Pike was the counter to Hopilites with its extra reach canceling one of the advantages of the Hopilites spear. It also worked well against most other things deployed in the center of a battlefield so it became extremely popular until the rise of Rome.
Just to throw some more confusion I should bring up the battle of Benevento (might be the one before or after in the Sicilian Vespers - fantastic book on it by Runciman - first name Nigel? My copies on loan). At this C13th battle the French knights found themselves overmatched by the German sergeants who wore "coats of plate" and formed up in a dense wedge. The Frenchmens swords provided largely ineffective. Unprepared to accept defeat at the hands of such lesser foes the knights pulled out daggers and wrestled a horse driving the points of the daggers into the vunerable armpits and other nooks and crannies.

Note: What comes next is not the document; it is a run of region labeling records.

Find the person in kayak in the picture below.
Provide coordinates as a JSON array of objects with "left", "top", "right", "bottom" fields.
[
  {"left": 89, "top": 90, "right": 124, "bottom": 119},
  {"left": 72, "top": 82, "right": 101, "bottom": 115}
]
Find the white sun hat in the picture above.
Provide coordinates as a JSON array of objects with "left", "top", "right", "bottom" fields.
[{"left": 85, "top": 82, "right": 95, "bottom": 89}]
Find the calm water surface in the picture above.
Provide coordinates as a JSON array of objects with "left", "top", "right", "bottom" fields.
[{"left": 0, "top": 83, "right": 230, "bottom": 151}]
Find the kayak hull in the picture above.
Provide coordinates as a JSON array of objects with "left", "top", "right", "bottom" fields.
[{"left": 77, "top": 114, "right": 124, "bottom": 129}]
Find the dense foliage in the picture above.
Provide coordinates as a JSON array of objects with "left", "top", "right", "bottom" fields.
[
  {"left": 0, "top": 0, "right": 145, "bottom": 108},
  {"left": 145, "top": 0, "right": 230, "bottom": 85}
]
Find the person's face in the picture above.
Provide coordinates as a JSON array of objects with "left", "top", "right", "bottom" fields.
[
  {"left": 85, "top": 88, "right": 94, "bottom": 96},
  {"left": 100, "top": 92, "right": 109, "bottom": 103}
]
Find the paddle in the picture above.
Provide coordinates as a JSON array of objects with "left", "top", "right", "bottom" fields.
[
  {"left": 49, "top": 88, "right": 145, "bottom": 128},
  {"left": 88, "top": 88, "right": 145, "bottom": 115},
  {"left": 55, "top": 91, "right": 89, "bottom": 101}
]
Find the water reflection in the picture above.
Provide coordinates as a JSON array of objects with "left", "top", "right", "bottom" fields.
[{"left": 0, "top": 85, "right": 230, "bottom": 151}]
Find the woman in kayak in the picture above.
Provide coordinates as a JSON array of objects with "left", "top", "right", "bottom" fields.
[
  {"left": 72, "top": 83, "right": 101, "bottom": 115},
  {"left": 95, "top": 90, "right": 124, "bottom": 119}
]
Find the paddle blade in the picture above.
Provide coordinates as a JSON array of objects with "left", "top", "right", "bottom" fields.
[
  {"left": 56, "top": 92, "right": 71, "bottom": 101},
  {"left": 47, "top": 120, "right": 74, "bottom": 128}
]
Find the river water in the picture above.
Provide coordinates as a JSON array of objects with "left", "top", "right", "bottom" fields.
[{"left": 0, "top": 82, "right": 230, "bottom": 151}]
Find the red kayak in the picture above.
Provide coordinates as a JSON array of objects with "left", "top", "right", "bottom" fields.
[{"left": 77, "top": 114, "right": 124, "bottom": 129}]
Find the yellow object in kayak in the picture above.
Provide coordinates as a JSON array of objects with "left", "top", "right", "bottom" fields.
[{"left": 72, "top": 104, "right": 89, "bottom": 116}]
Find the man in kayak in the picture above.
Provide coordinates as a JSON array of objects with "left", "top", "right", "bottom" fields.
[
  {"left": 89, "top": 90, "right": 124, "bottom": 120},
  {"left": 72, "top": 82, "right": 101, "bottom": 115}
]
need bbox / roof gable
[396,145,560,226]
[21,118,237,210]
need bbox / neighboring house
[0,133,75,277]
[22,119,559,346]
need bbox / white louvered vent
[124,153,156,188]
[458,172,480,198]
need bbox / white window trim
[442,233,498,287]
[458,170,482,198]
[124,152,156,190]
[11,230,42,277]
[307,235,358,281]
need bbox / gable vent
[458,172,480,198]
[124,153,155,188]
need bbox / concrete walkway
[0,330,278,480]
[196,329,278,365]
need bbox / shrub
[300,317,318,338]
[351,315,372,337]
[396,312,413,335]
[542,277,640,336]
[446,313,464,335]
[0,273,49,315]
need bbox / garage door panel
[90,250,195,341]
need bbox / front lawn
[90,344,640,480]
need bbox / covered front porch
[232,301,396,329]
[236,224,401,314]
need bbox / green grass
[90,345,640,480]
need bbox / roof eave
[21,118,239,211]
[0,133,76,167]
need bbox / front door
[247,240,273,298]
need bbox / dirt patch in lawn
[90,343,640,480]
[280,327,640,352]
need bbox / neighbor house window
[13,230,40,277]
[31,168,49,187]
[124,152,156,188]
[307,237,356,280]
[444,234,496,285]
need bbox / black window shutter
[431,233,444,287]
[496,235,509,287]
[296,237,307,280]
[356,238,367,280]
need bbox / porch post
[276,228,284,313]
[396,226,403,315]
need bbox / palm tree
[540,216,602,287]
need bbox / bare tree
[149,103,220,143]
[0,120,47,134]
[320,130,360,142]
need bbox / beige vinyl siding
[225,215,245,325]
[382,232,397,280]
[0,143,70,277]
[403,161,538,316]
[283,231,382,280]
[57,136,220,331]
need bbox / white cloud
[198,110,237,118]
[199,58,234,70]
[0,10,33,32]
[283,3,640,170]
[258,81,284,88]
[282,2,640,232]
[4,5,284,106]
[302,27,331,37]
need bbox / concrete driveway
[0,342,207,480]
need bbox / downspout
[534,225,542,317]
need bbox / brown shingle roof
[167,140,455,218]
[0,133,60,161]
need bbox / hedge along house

So daggers should be penertrating?
Cheers
Keir
|
Good points and an interesting read, Keir. As for pikes, I would like to add that during the late medieval period and early renaissance, one of the main roles of the two-handed sword was to counter.. pikes. It proved to be quite useful for chopping off the tips of the pikes and could allow the wielder to hack a path through enemy pike squares.